Contact Center Solutions Featured Article

The Role of Your Contact Center Agent is More than Meets the Eye

January 21, 2013
By ContactCenterSolutionsWorld Special Guest
Nitin Mahajan, Lead Product Manager of Customer Service Experience, Infosys -

Catch 22 was never such an appropriate expression than to describe the predicament of the agent at a contact center. The agent usually bears the brunt of the customer’s fury and is perceived as the voice of the enterprise by the customer.


S/he also has to adhere to a significant business fine print.

The role of the agent is essential to deliver a stellar customer experience and retain business. But is s/he empowered and enhanced to do so at the contact center? To answer this question, we’ll have to ask a few more.

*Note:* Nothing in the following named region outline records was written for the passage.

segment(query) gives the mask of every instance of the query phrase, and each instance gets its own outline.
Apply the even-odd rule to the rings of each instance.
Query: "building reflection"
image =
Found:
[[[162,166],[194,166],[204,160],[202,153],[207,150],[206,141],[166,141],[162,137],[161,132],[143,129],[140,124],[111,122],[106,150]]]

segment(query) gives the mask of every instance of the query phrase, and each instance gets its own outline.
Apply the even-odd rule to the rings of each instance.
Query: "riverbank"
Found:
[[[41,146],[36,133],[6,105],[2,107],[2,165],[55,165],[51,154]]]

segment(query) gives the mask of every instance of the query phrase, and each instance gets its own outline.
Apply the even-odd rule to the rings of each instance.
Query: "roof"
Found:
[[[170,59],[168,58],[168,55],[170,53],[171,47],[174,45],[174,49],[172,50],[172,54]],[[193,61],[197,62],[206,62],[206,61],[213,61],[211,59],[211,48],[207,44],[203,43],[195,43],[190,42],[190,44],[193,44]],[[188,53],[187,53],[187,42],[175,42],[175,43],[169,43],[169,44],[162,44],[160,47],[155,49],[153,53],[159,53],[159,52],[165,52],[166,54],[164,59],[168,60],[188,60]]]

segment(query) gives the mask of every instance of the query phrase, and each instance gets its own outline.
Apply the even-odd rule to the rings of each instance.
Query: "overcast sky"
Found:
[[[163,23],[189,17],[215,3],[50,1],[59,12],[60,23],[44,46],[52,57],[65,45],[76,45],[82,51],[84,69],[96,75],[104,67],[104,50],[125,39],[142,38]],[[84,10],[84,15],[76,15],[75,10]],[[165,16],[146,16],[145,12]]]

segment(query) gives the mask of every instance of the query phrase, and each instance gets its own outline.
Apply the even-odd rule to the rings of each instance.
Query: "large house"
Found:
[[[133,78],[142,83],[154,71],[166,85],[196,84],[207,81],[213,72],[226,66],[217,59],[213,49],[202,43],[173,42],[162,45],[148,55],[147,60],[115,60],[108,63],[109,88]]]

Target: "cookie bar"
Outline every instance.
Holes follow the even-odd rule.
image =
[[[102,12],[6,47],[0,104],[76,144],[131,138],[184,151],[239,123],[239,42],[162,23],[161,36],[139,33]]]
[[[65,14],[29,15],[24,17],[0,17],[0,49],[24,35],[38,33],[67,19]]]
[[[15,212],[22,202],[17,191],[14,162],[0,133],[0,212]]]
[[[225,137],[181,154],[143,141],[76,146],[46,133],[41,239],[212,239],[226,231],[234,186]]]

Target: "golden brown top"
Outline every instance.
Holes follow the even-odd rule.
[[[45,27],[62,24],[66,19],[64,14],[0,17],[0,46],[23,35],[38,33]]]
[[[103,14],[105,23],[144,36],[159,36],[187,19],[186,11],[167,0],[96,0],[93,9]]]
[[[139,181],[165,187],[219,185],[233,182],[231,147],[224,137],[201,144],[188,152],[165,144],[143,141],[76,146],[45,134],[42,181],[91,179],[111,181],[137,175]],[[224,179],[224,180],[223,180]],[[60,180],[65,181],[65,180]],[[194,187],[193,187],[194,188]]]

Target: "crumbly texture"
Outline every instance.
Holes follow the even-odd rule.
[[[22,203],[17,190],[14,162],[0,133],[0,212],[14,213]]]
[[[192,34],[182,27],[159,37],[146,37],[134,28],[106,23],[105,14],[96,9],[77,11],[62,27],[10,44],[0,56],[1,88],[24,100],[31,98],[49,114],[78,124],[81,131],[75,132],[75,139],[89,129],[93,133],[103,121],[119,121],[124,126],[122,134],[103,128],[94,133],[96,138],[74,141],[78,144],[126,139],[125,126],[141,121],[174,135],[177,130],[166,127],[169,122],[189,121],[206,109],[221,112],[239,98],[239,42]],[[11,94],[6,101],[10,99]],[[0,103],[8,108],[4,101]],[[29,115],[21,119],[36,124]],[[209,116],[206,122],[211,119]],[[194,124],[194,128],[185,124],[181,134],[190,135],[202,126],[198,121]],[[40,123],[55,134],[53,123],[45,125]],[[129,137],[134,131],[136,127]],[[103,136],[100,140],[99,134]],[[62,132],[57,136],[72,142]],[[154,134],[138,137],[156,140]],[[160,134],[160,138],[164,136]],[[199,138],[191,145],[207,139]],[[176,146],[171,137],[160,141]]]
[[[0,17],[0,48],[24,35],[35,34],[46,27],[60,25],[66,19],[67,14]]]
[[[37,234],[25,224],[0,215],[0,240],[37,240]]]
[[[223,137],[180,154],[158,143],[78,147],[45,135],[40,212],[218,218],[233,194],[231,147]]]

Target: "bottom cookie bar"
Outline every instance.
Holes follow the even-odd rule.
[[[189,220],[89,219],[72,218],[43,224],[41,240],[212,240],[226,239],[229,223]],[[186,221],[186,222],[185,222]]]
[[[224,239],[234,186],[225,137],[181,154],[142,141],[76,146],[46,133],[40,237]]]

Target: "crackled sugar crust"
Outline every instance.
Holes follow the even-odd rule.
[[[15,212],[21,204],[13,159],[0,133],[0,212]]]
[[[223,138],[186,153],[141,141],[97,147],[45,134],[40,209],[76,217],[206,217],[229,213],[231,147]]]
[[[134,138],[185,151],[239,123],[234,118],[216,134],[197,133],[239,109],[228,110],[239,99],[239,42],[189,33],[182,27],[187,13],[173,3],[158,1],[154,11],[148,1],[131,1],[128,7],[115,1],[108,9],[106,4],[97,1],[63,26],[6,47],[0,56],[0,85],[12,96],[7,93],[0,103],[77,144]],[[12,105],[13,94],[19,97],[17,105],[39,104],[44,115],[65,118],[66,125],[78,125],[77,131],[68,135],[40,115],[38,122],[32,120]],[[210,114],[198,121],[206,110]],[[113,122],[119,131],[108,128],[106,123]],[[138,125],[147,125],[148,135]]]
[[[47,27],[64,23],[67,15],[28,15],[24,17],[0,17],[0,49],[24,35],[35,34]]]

  1. How much is too much? The agent screen usually has a number of applications open for resolution of problems, resulting in too much irrelevant information and more time spent in resolving an issue. The result? Increased average handling time and lower first call resolutions.
  2. Is knowledge power? What can information do? Relevant information such as products the customer owns, services the customer subscribes to, history of customer interaction and the tier of the customer will help personalize interactions. Contact center text mining coupled with social media inputs will help determine a probable surge caused by an event for contact center managers. With this, they can plan for the response along with the agents. The result – a happy customer and a satisfied and stress-free agent.
  3. Why not simplify to increase efficiency? A concern for customer service executives is the number of steps that they need to follow even for a simple resolution call. One solution could be removing extraneous data elements from agent screens. Another is automating tasks to increase agent productivity. These efforts also involve deploying customer-centric task flows that map to frequent call types where tasks can be accomplished using the least number of steps.
  4. What’s history got to do with it? Customer service agents must have access to the full history of a customer’s prior interactions over all communication channels – voice, electronic channels like chat and email, and the newer social channels like Facebook and Twitter – to deliver personalized service and to strengthen customer relationships.
  5. How does real time help? Real insights come from real-time views. With these views, contact centers will be able to make better decisions about workforce optimization and SLA adherence.

Enterprises are awakening to the requirements of the connected customer and want to interact with customers on their preferred channels. Social listening is an added advantage for agents to get concise personalized information.

In all this, the agent experience is no longer an afterthought.

And that’s the catch in the Catch 22 – that the contact center agent holds the key to a great service experience. One that keeps your customers delighted, and has them coming back for more.